Nos diálogos com o crítico musical de Le Figaro, Bernard Gavoty (“Alfred Cortot – Les Grands Interprètes”, texto de Bernard Gavoty. Genève-Monaco, René Kister, 1953), o entrevistador colhe determinadas frases incisivas do pianista. Perguntado sobre seus mestres, revela-os, mas ressalta dois momentos decisivos. Ao tocar, nos seus 15 anos, a Sonata Appassionata, de Beethoven, para o grande pianista russo Anton Rubinstein (1830-1894), mercê da intercessão de seu mestre Louis Diémer (1843-1919), recebe daquele a seguinte observação: “Beethoven não se toca, reinventa-se”. Cortot diz a Gavoty que a frase o salvara para toda a vida. Gavoty insiste: “Rubinstein o liberava de um escrúpulo?”, ouvindo de Cortot: “Em presença de uma obra-prima, há duas atitudes: respeito ou violação. Tocar segundo o desejo do autor, ou na tradição de seus alunos, o que isso significa? O que é necessário é dar curso à imaginação, recriar, fazer reviver a obra. Interpretar é isso…”. Uma segunda frase jamais esquecida pelo pianista. Dias após a morte de Claude Debussy, a viúva Emma convida Cortot para lhe tocar os Préludes de seu marido. A filha do casal ouviu atentamente e, ao final, Cortot pergunta à Chouchou (Claude-Emma) se era assim que seu pai tocava, recebendo como resposta da menina: “Oh! Não, papai escutava preferencialmente”. O pianista, intérprete das obras de Debussy e seu amigo, lembrar-se-ia de frase do compositor “… as lições do vento que passa e nos conta a história do mundo…” Uma jocosa resposta a Bernard Gavoty revela que, apesar de ter sido pianista excelso, tem certo “desprezo” pelos apenas virtuoses: “Não me fale dos virtuoses! São muitos – e tão pouca coisa… Fazem-me pensar nos galos…Os infelizes acreditam que basta um cocorico para que surja o sol”.
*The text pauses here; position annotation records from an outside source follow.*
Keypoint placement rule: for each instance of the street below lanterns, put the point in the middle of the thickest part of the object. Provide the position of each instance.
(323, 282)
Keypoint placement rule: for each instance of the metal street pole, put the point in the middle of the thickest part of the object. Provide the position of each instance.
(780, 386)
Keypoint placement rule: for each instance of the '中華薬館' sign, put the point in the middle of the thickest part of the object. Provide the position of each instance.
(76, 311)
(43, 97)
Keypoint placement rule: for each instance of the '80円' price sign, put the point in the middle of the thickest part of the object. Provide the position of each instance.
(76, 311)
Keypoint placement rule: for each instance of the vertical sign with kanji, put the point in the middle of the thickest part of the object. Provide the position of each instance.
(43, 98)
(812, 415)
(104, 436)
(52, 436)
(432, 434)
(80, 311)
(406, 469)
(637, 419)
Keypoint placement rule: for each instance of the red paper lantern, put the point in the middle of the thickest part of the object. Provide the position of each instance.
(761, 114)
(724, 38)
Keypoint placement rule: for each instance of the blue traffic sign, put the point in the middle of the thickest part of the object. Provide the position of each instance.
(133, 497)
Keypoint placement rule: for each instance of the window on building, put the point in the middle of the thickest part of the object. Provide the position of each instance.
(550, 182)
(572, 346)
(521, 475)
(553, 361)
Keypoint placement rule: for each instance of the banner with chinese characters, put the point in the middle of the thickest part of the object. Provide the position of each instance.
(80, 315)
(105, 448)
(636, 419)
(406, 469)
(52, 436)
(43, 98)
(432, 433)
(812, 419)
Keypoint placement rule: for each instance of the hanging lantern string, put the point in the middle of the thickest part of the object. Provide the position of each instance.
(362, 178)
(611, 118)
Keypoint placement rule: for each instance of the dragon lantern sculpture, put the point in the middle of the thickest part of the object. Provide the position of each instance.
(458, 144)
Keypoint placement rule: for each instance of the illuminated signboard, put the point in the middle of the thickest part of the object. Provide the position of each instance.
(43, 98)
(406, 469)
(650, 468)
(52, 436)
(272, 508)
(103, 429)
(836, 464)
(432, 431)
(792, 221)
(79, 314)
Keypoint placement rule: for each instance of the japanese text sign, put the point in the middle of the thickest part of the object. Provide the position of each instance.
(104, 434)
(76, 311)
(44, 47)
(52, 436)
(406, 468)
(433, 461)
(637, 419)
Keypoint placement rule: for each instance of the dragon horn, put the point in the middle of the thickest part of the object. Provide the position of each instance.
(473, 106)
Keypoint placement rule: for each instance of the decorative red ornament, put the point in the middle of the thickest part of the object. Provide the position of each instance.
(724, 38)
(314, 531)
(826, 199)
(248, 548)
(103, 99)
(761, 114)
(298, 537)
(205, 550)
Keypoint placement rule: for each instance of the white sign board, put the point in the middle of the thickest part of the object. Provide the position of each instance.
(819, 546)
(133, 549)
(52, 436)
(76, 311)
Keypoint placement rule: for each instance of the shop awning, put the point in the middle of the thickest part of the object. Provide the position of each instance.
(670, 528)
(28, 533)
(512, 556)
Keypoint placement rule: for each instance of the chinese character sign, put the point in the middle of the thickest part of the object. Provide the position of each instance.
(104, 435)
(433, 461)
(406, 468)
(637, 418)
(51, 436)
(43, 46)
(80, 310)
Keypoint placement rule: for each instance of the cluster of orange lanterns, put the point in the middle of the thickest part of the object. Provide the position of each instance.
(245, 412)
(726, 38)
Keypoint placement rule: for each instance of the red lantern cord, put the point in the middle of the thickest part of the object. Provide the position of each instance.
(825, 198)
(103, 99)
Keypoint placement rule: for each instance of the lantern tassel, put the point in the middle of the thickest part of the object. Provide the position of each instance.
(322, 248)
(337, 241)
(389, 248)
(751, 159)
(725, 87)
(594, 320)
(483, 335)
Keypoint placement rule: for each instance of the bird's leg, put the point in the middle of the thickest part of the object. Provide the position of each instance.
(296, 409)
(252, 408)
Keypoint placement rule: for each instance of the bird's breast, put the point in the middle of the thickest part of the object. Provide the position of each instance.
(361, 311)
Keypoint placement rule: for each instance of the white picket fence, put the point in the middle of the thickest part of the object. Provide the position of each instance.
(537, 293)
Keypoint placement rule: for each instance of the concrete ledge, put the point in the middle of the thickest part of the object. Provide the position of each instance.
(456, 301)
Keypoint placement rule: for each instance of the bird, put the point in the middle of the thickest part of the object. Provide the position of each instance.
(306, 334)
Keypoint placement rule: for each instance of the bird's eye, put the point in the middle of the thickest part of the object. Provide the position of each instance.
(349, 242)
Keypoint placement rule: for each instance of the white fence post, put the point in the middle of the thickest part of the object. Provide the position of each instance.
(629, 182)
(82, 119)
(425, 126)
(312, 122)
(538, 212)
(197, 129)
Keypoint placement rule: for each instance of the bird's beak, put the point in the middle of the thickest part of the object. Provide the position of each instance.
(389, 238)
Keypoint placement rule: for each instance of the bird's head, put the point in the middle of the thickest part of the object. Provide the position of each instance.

Bernard Gavoty entrevistou Alfred Cortot em 1953. Uma sua opinião, passados quase setenta anos, soa perene: “Maneira única de interrogar o teclado, de emocionar um aparelho composto de cordas e martelos, destinado pois à secura, esse dom de fazer cantar aquilo que deve soar, esse arco invisível, esses traços multicoloridos, esses acordes de veludo, essa neve em flocos… – o milagre de Cortot é que o piano cessa de ser piano!” Como camerista integrou um dos mais importantes trios da história: Alfred Cortot (piano), Jacques Thibault (violino) e Pablo Casals (violoncelo).

 

Em 1952, Alfred Cortot, após tournée pelo Japão, recebeu da imperatriz uma ilha de presente, Cortoshima. O ilustre agraciado soube do significado em japonês: “Solitário na ilha dos sonhos”.

In this post I write about the Franco-Swiss pianist Alfred Cortot (1877-1962), world-renowned for his very personal interpretation of Romantic composers such as Chopin, Schumann and Liszt, as well as the French Fauré, Debussy and Ravel. His visit to Brazil in the early fifties stirred vivid interest. On that occasion, my brother and I, then 11 and 13, had a chance to play for him, who wrote an encouraging letter shortly afterwards. Pianist, chamber music player, conductor, teacher and writer of valuable books on musical interpretation, Cortot knew how to extract unusual sonorities of his instrument without unnecessary gestures and grimaces, a kind of piano playing that is disappearing. In spite of memory lapses and clinkers in later years, he was one of the most celebrated classical musicians of the 20th century. To date his Chopin recordings are considered essential. I have kept his handwritten letter as a precious relic, a beacon showing me the way in moments of doubt.